Souza’s solution, since expansion of the in-house dining capacity is not imminent, has been to contract with three local independent restaurateurs, who set up shop on the Cal-Merced campus from 11 am to 2 pm daily during the week.
The eateries—J&R Tacos, Bella Luna Italian Bakery and Sam’s Café–operate out of two 4x8-ft. trailers purchased by Cal-Merced Dining. They lease the trailers and space for a percentage of the revenue they generate and take turns with two on campus each day on a rotating basis.
Students can pay cash or use the school’s flex dollars. The trailers include a 36” flat top grill, steam table, burner and small fridge but most of the food is prepared offsite and served by restaurant staff. Between them, the two restaurant outlets serve up to 350 customers a day, taking pressure off Cal-Merced’s own in-house operations.
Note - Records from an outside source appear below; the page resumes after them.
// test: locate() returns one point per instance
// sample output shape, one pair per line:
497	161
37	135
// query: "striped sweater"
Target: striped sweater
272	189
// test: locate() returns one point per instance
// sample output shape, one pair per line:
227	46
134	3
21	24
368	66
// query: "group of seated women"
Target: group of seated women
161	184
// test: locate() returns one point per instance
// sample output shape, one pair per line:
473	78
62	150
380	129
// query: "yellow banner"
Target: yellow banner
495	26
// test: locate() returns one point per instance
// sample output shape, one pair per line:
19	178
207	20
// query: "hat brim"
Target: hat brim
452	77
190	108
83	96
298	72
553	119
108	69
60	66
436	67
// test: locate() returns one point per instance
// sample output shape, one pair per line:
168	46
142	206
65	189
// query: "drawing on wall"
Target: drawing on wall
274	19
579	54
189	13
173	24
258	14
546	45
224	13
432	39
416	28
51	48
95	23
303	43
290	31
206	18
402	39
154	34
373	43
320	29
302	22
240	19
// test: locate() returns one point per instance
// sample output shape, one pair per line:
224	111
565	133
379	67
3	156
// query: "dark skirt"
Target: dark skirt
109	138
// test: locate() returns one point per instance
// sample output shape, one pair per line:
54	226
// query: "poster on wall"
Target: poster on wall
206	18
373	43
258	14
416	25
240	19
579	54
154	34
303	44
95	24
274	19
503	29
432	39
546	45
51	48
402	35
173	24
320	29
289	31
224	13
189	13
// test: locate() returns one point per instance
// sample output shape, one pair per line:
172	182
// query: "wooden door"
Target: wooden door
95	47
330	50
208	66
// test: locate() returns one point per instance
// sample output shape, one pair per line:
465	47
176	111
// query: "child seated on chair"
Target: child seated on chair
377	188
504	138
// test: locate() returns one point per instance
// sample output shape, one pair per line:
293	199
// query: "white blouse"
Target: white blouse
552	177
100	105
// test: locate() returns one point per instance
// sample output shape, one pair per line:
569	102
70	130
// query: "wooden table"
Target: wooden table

“I can handle the breakfast and dinner crowds, which tend to be mostly resident students, but lunch was very difficult because of all the commuters and the short time windows between classes,” Souza says.
End-Running the Lunch Line
At the Vista Grande Union High School in Arizona, long lunch lines traditionally alienated students from getting lunch in the school cafeteria, where slow service aggravated by custom-made choices limited the numbers who could get through the server during the 12-15 minutes students have for getting lunch.
Now, service is much faster thanks to a philosophical change that added prepackaged grab and go options that students can quickly take. The result has been a boost in daily lunch sales from 600 or so to nearly 950, says Jeff Stempak, district manager for Summit Foodservice, a contract management company that operates foodservice for the Casa Grande Union High School District, of which Vista Grande is part.
“Giving them something they can just take and go has certainly helped,” Stempak says. “So have some of the new meal choices like our chef salads. We sell around 125 of those daily.”
The expanded menu of wraps, salads and sandwiches are now pre-prepared each day in Vista’s kitchen and put out ready for students when they come down. Student monitors at the doors regulate the flow to ensure that not too many get into the server area at any one time as this slows everybody down.
Carts for Caregivers
At NYU Langone Medical Center in New York City, a temporary measure designed to mitigate the effects of the shutdown of the facility’s main cafeteria and central kitchen by Hurricane Sandy a year ago has now become a continued program because of its effectiveness in serving the staff on patient floors. The program sends mobile carts to the floors with a variety of grab-and-go meal choices and the nurses love it, according to Betty Perez, senior director of food and nutrition services.
“It improves the quality of their lives,” Perez says. “The carts operate on a fixed schedule from 7 am to 7 pm on weekdays so they know when they’re coming. They’re all cash transactions and we average around $600 a day selling to both nurses and visitors.”